La formación de gobierno en España -como lo había sido antes en Cataluña- está resultando muy dificultosa. Pero no lo es tanto por los desacuerdos programáticos, que también, como sobre todo por tres otras razones propias del mercado electoral. La primera razón es la arrogancia de las campañas electorales, que obliga a los candidatos a jurar que de ningún modo pactarán con los rivales. La segunda es el cálculo sobre cómo se comportará el elector en el futuro en relación a la decisión actual. Y en tercer lugar, pero no de menor relieve, está el futuro personal de los líderes de los partidos, es decir, su supervivencia.

La arrogancia política de los partidos en campaña consiste en hacer creer al elector que sólo obteniendo una mayoría aplastante se podrá llevar a cabo el programa electoral prometido. Es una estrategia de diferenciación para presentarse no como los mejores, sino como únicos e imprescindibles, y que potencia al máximo la idea del “voto útil”. En su relato, se ignora la posibilidad de pactos y se ocultan las hipotéticas preferencias. Lo más grave de esta lógica de propaganda es que cada propuesta política parece irreconciliable con cualquier otra, para taponar posibles fugas de voto. Si finalmente se acaba pactando, el elector ve traicionadas las promesas de aquel “Nunca haremos gobierno con...”, y las razones para la desconfianza se multiplican. Sólo un sistema electoral como el llamado “voto de aprobación” y que han estudiado Xavier Mora y Rosa Camps, matemáticos de la UAB (véase el blog de ambos autores Ars Electionis), resolvería definitivamente esta disonancia entre promesa electoral y realidad de gobierno.

La segunda dificultad es la del cálculo sobre las futuras consecuencias electorales de los pactos de gobierno. ¿Qué precio se pagará en las próximas elecciones por el acuerdo con el rival? ¿Quién se comerá a quién? Paradójicamente, el peor adversario siempre es el que se tiene más cerca programáticamente y con quién se compite más directamente por el voto. De manera que los pactos de ahora se ven más condicionados por los cálculos sobre los resultados de futuro que sobre las posibles dificultades de compartir el gobierno. Tanto, que finalmente se preferirá un pacto contra-natura que excluya el competidor directo -y, por tanto, con el que sería más fácil compatibilizar programas de gobierno-, pero que sume un mal socio de gobierno que no haga sombra en el futuro. Huelga decir que los errores de cálculo en estas apuestas suelen provocar futuras derrotas monumentales.
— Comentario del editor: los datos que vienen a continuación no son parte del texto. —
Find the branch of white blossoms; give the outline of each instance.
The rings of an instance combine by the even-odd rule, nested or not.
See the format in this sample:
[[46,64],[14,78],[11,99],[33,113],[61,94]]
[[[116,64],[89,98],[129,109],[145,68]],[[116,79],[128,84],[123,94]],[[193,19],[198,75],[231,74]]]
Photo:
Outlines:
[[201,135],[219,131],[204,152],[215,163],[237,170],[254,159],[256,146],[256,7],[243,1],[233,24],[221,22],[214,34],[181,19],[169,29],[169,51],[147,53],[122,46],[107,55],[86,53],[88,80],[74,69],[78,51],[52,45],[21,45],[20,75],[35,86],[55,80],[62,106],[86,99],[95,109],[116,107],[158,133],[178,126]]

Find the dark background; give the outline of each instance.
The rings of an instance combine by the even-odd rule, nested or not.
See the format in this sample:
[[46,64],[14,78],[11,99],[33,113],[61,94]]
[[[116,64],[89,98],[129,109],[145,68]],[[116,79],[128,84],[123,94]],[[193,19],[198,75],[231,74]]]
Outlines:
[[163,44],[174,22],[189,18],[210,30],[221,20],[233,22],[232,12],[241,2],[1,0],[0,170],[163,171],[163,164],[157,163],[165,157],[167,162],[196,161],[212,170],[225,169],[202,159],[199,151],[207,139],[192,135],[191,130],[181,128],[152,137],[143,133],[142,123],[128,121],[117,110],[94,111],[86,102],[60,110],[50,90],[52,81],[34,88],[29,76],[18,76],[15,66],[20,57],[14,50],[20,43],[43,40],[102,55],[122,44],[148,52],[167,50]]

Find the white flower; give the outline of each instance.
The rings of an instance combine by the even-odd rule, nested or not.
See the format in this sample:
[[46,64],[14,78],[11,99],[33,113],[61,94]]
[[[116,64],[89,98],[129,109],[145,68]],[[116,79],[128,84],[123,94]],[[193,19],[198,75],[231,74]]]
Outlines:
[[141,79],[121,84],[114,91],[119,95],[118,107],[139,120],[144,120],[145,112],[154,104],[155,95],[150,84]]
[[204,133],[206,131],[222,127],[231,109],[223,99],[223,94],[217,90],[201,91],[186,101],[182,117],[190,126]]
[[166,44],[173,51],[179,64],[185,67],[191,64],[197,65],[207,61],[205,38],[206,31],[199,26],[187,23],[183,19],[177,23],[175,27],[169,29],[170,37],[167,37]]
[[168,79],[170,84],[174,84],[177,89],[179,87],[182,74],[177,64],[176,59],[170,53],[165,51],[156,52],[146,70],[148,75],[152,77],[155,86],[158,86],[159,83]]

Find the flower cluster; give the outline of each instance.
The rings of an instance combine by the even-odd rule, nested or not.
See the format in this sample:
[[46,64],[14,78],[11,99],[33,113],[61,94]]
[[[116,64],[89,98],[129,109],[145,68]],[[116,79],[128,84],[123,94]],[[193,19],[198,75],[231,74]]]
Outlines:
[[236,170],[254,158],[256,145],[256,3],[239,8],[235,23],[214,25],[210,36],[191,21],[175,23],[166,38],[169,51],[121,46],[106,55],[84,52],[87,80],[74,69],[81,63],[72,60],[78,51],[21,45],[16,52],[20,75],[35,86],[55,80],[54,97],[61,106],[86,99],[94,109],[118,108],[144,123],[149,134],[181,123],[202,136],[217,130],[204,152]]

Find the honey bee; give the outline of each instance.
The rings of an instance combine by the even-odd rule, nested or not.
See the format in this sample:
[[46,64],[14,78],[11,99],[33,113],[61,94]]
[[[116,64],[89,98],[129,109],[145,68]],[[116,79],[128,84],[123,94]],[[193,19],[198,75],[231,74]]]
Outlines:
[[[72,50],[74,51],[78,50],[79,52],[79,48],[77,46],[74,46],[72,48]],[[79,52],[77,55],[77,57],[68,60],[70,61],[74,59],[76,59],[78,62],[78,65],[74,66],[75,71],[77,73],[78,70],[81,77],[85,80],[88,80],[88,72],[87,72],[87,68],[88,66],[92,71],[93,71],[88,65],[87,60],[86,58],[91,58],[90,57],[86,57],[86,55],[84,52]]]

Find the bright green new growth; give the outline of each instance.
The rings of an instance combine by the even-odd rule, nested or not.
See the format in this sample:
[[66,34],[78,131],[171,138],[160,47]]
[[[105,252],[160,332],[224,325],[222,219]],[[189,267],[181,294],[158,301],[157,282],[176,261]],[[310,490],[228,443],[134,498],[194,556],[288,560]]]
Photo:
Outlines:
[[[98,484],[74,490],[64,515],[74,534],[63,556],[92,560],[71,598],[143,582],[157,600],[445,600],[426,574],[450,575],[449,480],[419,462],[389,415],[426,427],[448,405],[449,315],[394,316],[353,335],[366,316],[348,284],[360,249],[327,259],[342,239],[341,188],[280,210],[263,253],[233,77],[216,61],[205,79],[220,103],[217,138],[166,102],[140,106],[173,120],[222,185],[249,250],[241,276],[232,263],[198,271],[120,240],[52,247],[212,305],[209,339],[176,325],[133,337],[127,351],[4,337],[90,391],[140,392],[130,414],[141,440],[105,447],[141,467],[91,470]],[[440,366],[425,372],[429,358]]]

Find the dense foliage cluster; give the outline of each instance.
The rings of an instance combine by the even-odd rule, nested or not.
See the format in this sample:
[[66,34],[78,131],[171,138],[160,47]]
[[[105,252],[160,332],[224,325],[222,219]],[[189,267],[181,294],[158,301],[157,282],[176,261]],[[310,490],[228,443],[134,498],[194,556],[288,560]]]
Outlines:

Y, claro, no se entiende nada sin el factor humano. La desconfianza personal entre líderes escondida en los repliegues más profundos del inconsciente; la ambición alimentada en la lucha por controlar el propio partido y que siempre es la más feroz; los obstáculos que provoca el resentimiento de los compañeros que han quedado derrotados por el camino; las únicas y quizá últimas oportunidades para llegar al poder; la imposibilidad de un retorno cómodo al mercado laboral... Se trata, pues, de todo lo que está determinado por la condición humana más frágil, a menudo miserable, siempre opaca, y que si se manifiesta lo hace de manera perversa a través del rumor, la maledicencia o el impúdico espectáculo mediático.

Todo ello se acompaña con grandes declaraciones de voluntad de servicio, de vocación patriótica y de fidelidad al voto del electorado, cosa que acaba de marear la perdiz. Pero que no nos engañen. Lo que pasó en Cataluña primero y ahora el resultado en España de la apuesta de Pedro Sánchez habrá que interpretarlo, también, a la luz de estos tres determinantes. Sólo así se explica que los acuerdos de gobierno entre PSOE y C 's no incluyan los principales desafíos políticos y que fuercen declaraciones tan enfáticas como de imposible materialización. Y mañana será otro día. ¡Qué rápido que se han encontrado la vieja y la nueva política!